Zu einer Kundgebung und Unterschriftensammlung laden sie nun am 31. März in Saalfeld von 11:30 Uhr bis 16.00 Uhr ein. Ihre Unterschriftensammlung wollen sie anschließend an die Leiterin des Landratsamt Saalfeld-Rudolstadt übergeben. Darin fordern sie u.a.: "Für ein Ende der Isolation in geschlossenen „Heimen“ und der damit verbundenen bürokratischen Willkür über Bargeld, Bewegungsfreiheit und selbstbestimmten Lebens. Wir wollen in normalen Häusern leben und nicht in Baracken!"

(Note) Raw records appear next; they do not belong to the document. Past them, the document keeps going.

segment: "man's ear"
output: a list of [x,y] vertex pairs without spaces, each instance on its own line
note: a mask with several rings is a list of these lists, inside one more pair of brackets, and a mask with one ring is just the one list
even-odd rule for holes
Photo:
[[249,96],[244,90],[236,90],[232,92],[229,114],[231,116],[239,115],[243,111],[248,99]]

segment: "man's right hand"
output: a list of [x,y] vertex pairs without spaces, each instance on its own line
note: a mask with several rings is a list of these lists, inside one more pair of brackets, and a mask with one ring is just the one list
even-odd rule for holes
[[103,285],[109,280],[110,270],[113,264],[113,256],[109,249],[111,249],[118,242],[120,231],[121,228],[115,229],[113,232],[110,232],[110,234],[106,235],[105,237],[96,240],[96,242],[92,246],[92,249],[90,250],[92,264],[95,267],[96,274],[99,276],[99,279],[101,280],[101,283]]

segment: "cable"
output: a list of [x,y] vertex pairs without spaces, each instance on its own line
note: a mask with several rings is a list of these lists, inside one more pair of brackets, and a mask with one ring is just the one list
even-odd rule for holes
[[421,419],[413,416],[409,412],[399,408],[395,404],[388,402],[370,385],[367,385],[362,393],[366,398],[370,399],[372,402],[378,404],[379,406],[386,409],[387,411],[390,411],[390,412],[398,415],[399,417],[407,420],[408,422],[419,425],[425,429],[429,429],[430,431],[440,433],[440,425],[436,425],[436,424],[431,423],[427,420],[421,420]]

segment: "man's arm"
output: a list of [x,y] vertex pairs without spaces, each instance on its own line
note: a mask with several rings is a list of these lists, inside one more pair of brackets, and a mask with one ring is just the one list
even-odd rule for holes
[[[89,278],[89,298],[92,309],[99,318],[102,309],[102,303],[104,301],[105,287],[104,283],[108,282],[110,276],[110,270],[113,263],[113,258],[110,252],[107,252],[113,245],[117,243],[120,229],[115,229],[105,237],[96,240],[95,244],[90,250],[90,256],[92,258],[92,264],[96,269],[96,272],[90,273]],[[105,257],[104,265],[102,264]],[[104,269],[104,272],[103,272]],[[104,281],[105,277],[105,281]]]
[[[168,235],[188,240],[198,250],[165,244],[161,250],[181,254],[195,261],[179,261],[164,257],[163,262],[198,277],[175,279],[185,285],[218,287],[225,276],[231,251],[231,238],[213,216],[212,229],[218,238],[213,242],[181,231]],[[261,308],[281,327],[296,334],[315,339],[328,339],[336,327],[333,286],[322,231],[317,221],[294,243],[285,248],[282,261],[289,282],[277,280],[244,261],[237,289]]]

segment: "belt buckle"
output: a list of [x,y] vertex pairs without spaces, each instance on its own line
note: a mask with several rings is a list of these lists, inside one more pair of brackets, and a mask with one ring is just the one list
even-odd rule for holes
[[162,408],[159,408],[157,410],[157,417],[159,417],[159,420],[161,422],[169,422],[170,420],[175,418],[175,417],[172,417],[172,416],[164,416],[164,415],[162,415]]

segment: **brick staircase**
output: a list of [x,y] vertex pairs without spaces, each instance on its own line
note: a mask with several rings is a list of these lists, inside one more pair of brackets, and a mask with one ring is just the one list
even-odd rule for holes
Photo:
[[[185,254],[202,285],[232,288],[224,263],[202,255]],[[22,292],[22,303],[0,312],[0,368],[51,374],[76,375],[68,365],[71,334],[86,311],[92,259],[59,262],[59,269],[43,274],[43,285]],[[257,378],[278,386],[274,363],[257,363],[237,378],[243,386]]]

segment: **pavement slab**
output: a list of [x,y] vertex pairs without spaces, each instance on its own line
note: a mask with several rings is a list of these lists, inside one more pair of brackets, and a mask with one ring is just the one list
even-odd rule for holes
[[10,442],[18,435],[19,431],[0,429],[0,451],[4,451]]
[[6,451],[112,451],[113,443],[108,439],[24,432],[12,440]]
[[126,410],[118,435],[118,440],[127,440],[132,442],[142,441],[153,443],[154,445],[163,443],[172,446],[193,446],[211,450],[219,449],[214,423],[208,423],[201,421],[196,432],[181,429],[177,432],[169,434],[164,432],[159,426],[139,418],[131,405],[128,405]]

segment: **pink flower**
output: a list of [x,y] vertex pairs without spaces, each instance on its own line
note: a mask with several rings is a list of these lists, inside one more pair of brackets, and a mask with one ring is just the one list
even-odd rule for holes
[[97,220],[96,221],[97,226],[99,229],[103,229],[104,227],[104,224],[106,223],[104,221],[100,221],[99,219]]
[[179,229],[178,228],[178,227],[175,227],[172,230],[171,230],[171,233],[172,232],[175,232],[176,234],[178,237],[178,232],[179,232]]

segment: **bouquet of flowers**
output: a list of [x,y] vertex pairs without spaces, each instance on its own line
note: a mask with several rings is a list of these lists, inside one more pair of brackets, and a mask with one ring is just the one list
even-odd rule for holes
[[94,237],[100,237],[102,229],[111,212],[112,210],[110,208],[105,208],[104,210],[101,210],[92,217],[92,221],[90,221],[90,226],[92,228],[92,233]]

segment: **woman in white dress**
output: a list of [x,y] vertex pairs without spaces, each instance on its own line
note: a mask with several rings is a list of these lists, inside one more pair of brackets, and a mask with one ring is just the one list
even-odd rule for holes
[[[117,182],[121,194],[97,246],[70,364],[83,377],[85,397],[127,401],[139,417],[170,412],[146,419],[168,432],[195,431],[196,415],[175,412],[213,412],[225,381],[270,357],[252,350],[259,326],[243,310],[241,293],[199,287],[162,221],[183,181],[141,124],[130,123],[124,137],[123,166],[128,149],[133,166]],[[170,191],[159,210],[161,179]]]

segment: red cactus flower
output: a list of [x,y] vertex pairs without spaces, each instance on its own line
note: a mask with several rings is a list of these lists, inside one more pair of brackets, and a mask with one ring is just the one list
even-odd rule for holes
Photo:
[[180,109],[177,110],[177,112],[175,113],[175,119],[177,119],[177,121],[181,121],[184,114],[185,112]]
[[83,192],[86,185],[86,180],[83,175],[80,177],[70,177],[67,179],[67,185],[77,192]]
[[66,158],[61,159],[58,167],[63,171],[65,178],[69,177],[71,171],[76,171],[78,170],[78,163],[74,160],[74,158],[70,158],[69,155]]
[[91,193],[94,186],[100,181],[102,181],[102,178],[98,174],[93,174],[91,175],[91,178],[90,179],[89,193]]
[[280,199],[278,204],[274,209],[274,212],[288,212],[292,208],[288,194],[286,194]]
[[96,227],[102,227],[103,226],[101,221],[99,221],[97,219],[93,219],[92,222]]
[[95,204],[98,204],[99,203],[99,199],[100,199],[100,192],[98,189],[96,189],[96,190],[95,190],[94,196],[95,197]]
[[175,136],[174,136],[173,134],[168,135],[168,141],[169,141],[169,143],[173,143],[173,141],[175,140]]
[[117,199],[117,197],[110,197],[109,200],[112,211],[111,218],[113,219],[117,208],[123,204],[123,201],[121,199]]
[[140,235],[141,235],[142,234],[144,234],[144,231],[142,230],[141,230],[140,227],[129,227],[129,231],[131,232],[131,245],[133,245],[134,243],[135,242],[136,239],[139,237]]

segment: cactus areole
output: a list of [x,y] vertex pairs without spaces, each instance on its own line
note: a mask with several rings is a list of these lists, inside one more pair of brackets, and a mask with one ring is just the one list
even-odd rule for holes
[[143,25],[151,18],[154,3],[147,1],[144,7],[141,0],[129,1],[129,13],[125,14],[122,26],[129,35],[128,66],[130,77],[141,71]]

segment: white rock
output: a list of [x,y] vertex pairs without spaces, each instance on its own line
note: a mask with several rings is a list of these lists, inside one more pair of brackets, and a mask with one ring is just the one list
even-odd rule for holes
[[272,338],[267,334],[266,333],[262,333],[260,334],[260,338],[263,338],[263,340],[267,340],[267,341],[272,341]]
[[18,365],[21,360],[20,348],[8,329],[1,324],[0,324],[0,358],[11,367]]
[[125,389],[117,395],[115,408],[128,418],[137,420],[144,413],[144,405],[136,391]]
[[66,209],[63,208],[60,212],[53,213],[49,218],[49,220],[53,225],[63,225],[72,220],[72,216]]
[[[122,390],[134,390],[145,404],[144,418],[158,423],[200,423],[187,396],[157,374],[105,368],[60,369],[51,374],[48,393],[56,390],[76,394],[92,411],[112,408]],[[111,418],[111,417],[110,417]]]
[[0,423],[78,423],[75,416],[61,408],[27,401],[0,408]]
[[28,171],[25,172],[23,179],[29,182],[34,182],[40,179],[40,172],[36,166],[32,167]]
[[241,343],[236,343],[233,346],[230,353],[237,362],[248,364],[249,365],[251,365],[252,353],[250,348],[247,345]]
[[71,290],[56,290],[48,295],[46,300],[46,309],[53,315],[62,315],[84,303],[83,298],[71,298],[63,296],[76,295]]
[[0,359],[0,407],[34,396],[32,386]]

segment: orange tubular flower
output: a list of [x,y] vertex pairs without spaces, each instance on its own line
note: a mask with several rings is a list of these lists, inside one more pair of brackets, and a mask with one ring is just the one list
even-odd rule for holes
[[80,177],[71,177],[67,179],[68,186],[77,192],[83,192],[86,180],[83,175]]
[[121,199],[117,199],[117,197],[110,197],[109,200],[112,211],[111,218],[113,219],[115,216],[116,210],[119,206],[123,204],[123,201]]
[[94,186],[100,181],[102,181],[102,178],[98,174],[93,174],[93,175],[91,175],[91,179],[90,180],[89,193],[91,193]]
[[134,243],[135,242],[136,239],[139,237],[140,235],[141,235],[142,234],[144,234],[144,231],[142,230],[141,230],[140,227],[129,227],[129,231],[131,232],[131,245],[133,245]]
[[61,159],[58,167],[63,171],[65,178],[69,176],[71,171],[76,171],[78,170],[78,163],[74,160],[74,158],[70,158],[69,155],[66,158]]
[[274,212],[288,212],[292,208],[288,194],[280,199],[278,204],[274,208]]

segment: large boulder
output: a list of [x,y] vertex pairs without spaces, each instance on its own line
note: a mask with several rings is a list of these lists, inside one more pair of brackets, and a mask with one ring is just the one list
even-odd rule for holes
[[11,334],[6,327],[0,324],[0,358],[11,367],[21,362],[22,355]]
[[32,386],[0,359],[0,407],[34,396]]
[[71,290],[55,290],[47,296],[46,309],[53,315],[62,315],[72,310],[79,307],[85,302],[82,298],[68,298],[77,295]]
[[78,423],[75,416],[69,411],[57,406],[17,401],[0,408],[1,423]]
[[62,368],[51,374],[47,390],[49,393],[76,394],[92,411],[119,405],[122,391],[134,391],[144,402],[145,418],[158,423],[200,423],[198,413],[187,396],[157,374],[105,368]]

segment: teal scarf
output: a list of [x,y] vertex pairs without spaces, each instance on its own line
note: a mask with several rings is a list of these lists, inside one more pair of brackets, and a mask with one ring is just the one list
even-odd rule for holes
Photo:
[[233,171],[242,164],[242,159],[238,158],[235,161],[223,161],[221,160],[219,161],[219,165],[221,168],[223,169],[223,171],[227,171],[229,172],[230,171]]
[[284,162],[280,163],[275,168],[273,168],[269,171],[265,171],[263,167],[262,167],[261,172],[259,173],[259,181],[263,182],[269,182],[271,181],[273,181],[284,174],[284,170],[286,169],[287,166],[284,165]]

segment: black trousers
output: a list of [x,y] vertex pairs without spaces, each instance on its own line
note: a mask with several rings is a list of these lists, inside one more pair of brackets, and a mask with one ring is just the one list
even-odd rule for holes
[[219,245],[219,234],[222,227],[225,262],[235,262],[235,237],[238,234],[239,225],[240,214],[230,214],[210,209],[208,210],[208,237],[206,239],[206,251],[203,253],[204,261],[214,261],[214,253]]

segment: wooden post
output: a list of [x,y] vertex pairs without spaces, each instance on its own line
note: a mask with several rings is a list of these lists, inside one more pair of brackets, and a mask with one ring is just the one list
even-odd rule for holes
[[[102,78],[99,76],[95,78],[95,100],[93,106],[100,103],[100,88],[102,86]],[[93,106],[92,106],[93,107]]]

„Wir wollen in normalen Häusern leben“


Mit Unterstützung des Flüchtlingsforums „The Voice“ haben sie bereits Ende Februar einen Text veröffentlicht, der ihre Lebenssituation beschreibt: Die Bewohner beklagen die völlige Isolation, in der sie leben. Die Verkehrsanbindung zum nächst größeren Ort sei schlecht. Abgesehen davon fehle ihnen Bargeld, um ein Ticket zu kaufen, denn ihre Sozialhilfe erhalten sie ausschließlich in Form von Gutscheinen. Bevor die Bewohner der Gemeinschaftsunterkunft den Ort Katzhütte verlassen können, müssen sie zunächst einen Urlaubsschein beantragen. Wie kompliziert das ist, schilderte der Sprecher der Bewohner, der 40-jährige Mohammed Sbaih. "Um uns aus Katzhütte wegzubewegen, müssen wir einen Urlaubsschein bei der Ausländerbehörde in Saalfeld beantragen. Das Zugticket, um nach Saalfeld zu fahren, müssen wir selber bezahlen. Da wir aber für die Gutscheine ausschließlich Lebensmittel bekommen, haben wir kein Geld für ein Ticket".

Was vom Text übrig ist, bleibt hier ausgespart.